National Prisoner of War Museum in Andersonville GA was dedicated April 09, 1998 while crowds estimated as upwards to 5,000 attend, many of them American Ex-Prisoners of War, and in many cases their wives.
I attended the dedication of this museum monument as the Vice-President of the Combat Veterans Group, an organization formed to support the therapy for Combat Related Post Trauma Stress Disorder at the Dublin GA Veteran Administration's Carl Vinson Medical Center.
We called off the CVG meeting and the therapy session for the day so members of CVG who could make it would have the opportunity to attend the dedication. A number of members, and some brought their families with them, came to the dedication including Dr. Martineau, many of CVG's officers, several of the CVG's Ex-POW members, and other members of CVG.

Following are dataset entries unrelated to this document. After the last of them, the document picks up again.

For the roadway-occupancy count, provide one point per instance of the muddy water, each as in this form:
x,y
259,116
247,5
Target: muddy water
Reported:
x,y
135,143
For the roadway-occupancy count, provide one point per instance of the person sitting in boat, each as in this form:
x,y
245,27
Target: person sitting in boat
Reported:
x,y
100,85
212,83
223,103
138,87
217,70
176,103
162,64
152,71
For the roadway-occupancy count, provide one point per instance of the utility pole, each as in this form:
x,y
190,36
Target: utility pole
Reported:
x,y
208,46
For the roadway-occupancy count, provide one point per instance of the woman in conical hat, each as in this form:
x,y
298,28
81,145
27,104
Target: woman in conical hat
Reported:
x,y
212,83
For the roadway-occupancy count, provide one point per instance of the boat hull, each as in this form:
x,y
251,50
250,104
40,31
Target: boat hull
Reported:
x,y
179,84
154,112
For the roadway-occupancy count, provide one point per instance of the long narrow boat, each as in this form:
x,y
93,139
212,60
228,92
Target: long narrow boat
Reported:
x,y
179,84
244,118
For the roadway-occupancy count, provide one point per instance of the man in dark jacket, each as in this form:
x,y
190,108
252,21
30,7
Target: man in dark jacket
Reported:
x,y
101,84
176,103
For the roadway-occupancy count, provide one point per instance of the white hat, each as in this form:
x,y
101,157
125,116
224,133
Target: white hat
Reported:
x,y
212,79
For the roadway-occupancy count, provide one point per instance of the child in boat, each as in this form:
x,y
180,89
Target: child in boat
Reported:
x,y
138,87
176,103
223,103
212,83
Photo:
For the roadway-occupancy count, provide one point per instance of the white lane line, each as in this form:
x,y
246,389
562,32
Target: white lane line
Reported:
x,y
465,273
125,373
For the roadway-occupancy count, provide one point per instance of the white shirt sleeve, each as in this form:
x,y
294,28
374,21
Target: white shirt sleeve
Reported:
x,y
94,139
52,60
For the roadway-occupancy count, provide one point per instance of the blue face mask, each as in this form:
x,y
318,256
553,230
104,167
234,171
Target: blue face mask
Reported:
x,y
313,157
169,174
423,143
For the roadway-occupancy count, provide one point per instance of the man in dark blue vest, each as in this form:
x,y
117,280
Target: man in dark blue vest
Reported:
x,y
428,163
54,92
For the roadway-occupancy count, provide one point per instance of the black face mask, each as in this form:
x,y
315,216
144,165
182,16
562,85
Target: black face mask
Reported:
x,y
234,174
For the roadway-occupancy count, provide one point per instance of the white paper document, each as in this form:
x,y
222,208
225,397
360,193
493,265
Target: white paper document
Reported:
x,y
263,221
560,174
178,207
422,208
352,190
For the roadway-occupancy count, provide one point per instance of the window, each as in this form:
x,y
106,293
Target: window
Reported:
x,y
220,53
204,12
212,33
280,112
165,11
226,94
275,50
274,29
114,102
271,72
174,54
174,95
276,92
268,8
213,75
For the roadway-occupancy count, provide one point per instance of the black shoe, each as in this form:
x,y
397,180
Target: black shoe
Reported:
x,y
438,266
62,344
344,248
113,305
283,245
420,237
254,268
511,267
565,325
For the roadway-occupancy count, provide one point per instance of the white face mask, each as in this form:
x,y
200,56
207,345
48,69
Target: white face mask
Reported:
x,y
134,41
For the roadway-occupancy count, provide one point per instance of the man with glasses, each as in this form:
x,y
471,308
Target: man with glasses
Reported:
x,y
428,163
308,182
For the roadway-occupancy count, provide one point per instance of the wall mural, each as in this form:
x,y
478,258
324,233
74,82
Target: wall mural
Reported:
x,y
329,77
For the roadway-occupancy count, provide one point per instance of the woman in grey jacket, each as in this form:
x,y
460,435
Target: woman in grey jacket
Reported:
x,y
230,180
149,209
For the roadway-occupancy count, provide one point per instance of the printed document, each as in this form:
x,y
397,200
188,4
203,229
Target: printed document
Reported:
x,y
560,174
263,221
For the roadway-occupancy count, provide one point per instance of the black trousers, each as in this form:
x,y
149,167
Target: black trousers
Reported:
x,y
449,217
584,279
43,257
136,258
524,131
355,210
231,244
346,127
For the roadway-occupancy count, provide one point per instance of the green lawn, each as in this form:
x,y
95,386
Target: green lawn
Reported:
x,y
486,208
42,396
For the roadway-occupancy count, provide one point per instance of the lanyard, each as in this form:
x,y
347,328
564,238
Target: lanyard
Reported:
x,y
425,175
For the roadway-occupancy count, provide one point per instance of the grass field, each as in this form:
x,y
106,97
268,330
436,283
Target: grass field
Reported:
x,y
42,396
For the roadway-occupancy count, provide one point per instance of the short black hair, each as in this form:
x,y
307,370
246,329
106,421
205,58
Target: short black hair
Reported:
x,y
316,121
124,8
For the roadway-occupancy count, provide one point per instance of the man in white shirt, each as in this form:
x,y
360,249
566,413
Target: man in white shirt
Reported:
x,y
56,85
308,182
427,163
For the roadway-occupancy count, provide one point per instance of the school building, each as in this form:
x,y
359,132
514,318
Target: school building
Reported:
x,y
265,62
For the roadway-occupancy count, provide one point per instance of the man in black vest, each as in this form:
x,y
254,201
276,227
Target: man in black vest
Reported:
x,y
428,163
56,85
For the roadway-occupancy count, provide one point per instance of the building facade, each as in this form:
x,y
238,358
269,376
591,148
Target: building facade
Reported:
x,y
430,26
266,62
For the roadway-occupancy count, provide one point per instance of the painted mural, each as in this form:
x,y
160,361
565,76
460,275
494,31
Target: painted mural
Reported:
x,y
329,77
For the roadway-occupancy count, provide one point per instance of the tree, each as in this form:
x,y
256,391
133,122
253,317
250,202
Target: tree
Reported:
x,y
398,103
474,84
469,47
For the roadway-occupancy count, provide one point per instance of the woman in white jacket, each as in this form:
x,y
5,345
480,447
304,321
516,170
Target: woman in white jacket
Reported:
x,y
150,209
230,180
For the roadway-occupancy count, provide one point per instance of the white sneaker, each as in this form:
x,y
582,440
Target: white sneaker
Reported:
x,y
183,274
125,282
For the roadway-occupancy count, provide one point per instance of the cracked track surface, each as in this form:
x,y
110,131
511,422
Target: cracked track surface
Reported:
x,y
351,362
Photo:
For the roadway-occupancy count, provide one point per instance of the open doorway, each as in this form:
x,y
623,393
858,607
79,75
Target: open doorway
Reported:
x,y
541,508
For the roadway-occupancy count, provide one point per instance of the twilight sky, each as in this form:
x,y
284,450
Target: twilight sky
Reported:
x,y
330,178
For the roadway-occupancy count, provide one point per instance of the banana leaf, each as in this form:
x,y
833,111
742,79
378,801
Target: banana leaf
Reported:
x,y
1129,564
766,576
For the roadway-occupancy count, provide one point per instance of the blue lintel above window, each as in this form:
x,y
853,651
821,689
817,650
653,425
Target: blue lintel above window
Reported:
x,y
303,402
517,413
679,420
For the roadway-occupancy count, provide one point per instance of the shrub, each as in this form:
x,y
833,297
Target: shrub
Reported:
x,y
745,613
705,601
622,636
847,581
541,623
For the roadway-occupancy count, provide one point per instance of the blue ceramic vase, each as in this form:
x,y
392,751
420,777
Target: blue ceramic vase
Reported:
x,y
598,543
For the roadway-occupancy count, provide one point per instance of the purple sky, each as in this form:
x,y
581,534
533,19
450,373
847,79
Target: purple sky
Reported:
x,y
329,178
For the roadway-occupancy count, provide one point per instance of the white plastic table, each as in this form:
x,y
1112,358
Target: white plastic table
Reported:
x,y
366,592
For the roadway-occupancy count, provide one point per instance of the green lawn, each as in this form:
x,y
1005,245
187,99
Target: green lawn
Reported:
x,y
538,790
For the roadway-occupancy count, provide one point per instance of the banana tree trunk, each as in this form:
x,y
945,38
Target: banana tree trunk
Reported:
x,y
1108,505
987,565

Macon GA Channel 13's News crew was there to record the dedication activities and chose to spend some of their time recording our presents there. They, also, took the time to interview some of us including Gus Allbitton, President of the Combat Veterans Group; Scotty Aycock, Co-President of the CVG; Dr. Bolivar Martineau, our therapist; and Joe Paulk, CVG Member and Ex-POW.
The Dedication, starting at 1030hrs, included speeches and presentations by John Romine, Chaplain American Ex-Prisoners of War; Sanford Bishop, United States Congressman; William Fornes, American Ex-Prisoners of War; Jerry Belson, Southeastern Regional Director of the National Park Service; Zell Miller, Governor of the State of Georgia; Wayne Hitchcock, National commander of the Ex-Prisoners of War; Griffin Bell, former U.S. Attorney General; John McCain, United States Senator and Ex-Prisoner of War; Robert Phillips, Chaplain of the American Defenders of Bataan & Corregidor; Fred Boyles, Superintendent of the Andersonville National Historic Site.
The Marine Corps Band of Albany GA under the direction of MSgt Ross Bennett provided music for the festivities, a Joint Arm Forces Color Guard presented the National Colors, and The Partners of the Project were in charge of the ribbon cutting.
This was a well put together ceremony, and most everyone seemed to appreciate the activities. While with this many people there can be expected a little bit of hassle factors this was kept at a minimum. Various members of the Armed Forces, and members of the GA State Patrol provided efficient parking and traffic control. There were shuttles provided from the parking area to the Museum. A LARGE tent was setup as shelter for the speeches before the ribbon cutting. Inside the tent there were close circuit televisions that offered better viewing of the speakers for those in the back of the tent. This sort of made all seats in the tent good seats for the activities.
VHS tapes of the Museum including interviews with Ex-POWs from various wars that the United States has participated in. (I believe my description of this is film is correct, but I will not have an opportunity to see it for a few weeks.) Also, there is a VHS Tape of the Dedication Ceremonies that was on sell by order. For those interested a copy of the Order Form for these VHS Tapes is on my WebSite at http//www.tbass.com which can be printed and sent to the address included with the order form.
The museum opened to the public with the conclusion of the Ribbon Cutting Ceremony. Many of the people crowded in for a their first view of the actual National Prisoner of War Museum. There were so many people going in that I decided to not try to go into the museum at this time.. This both got me out of the crowd and made a little more room for those who had traveled much further to see it. I can always go see it at a later date.